Bu tür bir sembolizm, insanoğlunun düşünceleri ve arzuları üzerinde derin bir etki yaratmıştır. Çünkü Osiris tüm tanrıların ilk örneğiydi. Ritüelleri tüm dini merasimlerin temelini oluşturdu. Canlandırma merasimlerini yöneten Osiris’in din adamları, beş bin yıldan daha uzun süren rahipler zincirinin ilk halkalarıydı. Bu rahipler, ritüel inceliklerinin ve tapınak özelliklerinin sonsuz çeşitliliğine rağmen, özünde son derece küçük değişikliğe uğrayan merasimleri uygulamaya devam ettiler. Tanrının dirilticisi ve bilincinin geri getiricisi olarak rahibin başlıca görevleri artık pek çok dinde geri plana atılsa da ritüeller (tütsü yakma, libasyon, yiyecek, kan ve başka şeyler sunma) hâlâ pek çok ülkede devam etmektedir. Öğüt veren ve insanların imdadına yetişen bir tanrı olarak Osiris’i yarattıklarında, ilk Mısırlıların güvence altına almayı amaçladıkları menfaatler için insanlar hâlâ rahiplere dua ve niyaz etmektedirler. Yağmur duası en eski dini yakarışlardan birisi olabilir, ancak bol su taşkınları için ricalar yine de daha eskidir.
Daha önce belirttiğim gibi, “tanrı” ve “din” kelimelerinin Osiris’in ilk haline ve ondan hareketle gelişen inançlara ilişkin kullanımında büyük bir anlaşmazlık vardır.
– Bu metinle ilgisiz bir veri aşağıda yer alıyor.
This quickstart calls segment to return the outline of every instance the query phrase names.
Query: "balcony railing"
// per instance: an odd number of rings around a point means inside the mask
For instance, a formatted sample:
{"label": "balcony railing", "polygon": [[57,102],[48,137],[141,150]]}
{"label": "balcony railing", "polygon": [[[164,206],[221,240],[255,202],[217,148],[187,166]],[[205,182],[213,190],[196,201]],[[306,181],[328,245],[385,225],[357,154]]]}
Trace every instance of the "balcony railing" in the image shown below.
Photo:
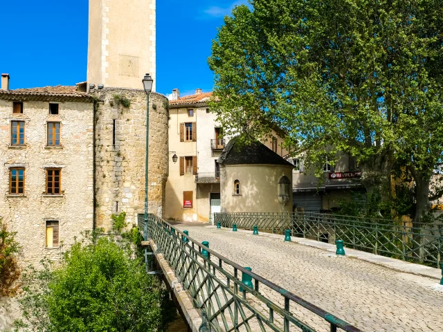
{"label": "balcony railing", "polygon": [[220,182],[220,172],[199,173],[195,176],[196,183],[219,183]]}
{"label": "balcony railing", "polygon": [[224,149],[225,142],[224,138],[210,140],[210,147],[213,150],[222,150]]}

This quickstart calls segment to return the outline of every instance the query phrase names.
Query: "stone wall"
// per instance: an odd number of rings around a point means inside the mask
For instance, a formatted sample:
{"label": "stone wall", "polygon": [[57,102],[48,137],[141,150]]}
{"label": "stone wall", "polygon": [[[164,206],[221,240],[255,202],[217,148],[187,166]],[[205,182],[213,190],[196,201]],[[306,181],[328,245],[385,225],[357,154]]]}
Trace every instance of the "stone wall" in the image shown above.
{"label": "stone wall", "polygon": [[[19,98],[19,97],[18,97]],[[93,107],[92,101],[24,101],[22,114],[12,113],[12,101],[0,100],[0,216],[17,232],[22,265],[57,259],[62,249],[46,248],[46,221],[59,221],[66,248],[93,219]],[[59,103],[48,114],[48,102]],[[24,147],[10,146],[10,122],[25,122]],[[61,122],[61,146],[46,146],[47,121]],[[24,194],[9,194],[10,169],[25,169]],[[46,168],[61,169],[61,195],[46,195]]]}
{"label": "stone wall", "polygon": [[[111,214],[125,211],[127,222],[136,223],[144,211],[146,95],[117,88],[96,93],[101,100],[96,117],[96,225],[109,229]],[[118,105],[118,98],[130,106]],[[168,117],[166,97],[150,93],[148,210],[161,216],[168,175]]]}

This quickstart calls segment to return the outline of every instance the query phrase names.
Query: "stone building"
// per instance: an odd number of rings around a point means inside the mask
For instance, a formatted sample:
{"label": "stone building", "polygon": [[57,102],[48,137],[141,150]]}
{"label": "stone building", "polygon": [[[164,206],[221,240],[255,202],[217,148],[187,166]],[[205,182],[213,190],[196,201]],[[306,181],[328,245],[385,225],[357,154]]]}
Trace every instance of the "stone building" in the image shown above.
{"label": "stone building", "polygon": [[293,165],[258,141],[237,142],[233,138],[218,160],[222,212],[292,212]]}
{"label": "stone building", "polygon": [[23,261],[57,259],[93,227],[93,100],[75,86],[0,90],[0,216]]}
{"label": "stone building", "polygon": [[[220,211],[220,167],[218,158],[229,142],[223,136],[217,116],[208,102],[211,92],[197,89],[195,94],[180,97],[172,91],[170,101],[169,151],[179,162],[169,164],[166,184],[168,205],[165,216],[186,221],[208,221]],[[287,154],[282,146],[283,133],[271,130],[271,137],[262,140],[280,156]]]}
Geçtiğimiz 5000 yıl boyunca bu iki kelimeye yüklenen anlamlar, çekici bir mistik sembolizmle çok karmaşık bir şekilde zenginleştirildi. İlk Mısırlıların Osiris hakkındaki düşünceleri ve Osirisçi inançlar, günümüzde “tanrı” ve “din” denilirken ima edilmek istenen şeyden çok farklılık göstermiş olmalı. Osiris ölmüş ve sonra yeniden canlanmış gerçek bir kral olarak kabul ediliyordu. Başka bir deyişle, Osiris eski tebaasına nasihat ve yardım ihsan edebilen bir insandı, ama aynı zamanda garez, hasetlik ve hoşgörüsüzlük gibi insani zaaflara sahipti. Çağdaş görüş bu sözde “tanrıların” aslında insan olduğu gerçeğini görmezden gelir. Bu tanrılar, hayırsever davranışlara ve nefret patlamalarına eşit mesafedeydiler. Bir ya da daha fazla özellikleri daha fazla belirginleştikçe aynı ilah bir Vedic deva veya bir Avestan deva, iyiliğin tanrısı bir deus veya kötülüğün timsali bir şeytana dönüşebildi.
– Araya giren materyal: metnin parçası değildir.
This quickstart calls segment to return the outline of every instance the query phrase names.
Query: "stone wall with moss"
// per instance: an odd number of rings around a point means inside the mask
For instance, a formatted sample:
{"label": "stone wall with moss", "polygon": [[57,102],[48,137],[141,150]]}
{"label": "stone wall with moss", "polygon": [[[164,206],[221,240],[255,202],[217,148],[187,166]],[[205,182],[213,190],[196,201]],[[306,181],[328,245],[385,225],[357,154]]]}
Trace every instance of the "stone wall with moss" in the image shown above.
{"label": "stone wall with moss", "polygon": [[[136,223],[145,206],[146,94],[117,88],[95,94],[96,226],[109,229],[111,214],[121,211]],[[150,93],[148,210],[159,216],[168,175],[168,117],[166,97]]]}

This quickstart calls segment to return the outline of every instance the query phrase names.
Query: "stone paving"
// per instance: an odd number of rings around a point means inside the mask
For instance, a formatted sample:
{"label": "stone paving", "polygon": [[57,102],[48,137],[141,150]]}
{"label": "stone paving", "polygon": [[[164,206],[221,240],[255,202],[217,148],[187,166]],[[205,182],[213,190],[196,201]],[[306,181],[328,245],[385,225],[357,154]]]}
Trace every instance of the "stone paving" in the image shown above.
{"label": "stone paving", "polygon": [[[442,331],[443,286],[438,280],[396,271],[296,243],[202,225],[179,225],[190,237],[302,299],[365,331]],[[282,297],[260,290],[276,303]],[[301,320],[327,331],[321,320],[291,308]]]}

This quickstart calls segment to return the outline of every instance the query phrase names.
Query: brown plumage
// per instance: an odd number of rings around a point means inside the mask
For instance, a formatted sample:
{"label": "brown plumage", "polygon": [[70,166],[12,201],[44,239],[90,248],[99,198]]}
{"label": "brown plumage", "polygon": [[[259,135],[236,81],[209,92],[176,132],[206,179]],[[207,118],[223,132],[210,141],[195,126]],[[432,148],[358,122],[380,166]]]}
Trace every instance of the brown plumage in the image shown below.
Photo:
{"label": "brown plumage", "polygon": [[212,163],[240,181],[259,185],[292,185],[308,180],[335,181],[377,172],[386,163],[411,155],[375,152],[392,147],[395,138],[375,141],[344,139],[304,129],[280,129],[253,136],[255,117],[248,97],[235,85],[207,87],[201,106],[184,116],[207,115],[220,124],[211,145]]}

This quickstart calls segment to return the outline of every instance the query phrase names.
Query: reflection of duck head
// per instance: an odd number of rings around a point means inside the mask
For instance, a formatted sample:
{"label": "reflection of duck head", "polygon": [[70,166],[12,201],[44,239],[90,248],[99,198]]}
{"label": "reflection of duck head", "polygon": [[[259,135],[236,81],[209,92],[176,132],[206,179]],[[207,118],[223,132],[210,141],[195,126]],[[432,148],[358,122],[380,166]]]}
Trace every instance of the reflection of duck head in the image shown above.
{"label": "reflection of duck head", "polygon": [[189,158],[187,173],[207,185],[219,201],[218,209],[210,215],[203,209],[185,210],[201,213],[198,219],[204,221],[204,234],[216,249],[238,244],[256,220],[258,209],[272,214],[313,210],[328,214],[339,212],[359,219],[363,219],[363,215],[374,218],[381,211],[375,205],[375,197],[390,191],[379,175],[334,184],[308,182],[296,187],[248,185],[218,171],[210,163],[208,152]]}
İlk “tanrıların” sergilemesi beklenen davranışlar ilk başta doğaüstü olarak görülmedi. Bunlar yalnızca, tarım için su temin etmek ve toprağı verimli hale getirmek gibi ölümlü hükümdarın bahşedebileceği türden iyiliklerdi. Ne zaman ki ölümlü hükümdarın güçleri kutsal bir taç ile ilahlaştırıldı (ve bilgi artışı, şöhretini borçlu olduğu bilimsel temelin çürüklüğünü ortaya çıkardı) işte o zaman ruhban sınıfı sahip olduğu popüler şöhretten gönülsüz bir şekilde vazgeçmek zorunda kalarak doğa olaylarının daha fazla desteklememeye başladığı tanrıların bu doğaüstü güçlerini kabul etmek zorunda kaldılar. Burası bilim ve dinin yol ayrımıydı ve o zamandan beri “tanrının” vasıfları mutlak suretle ve herkesin kabul edebileceği gibi insanüstü bir hale büründü.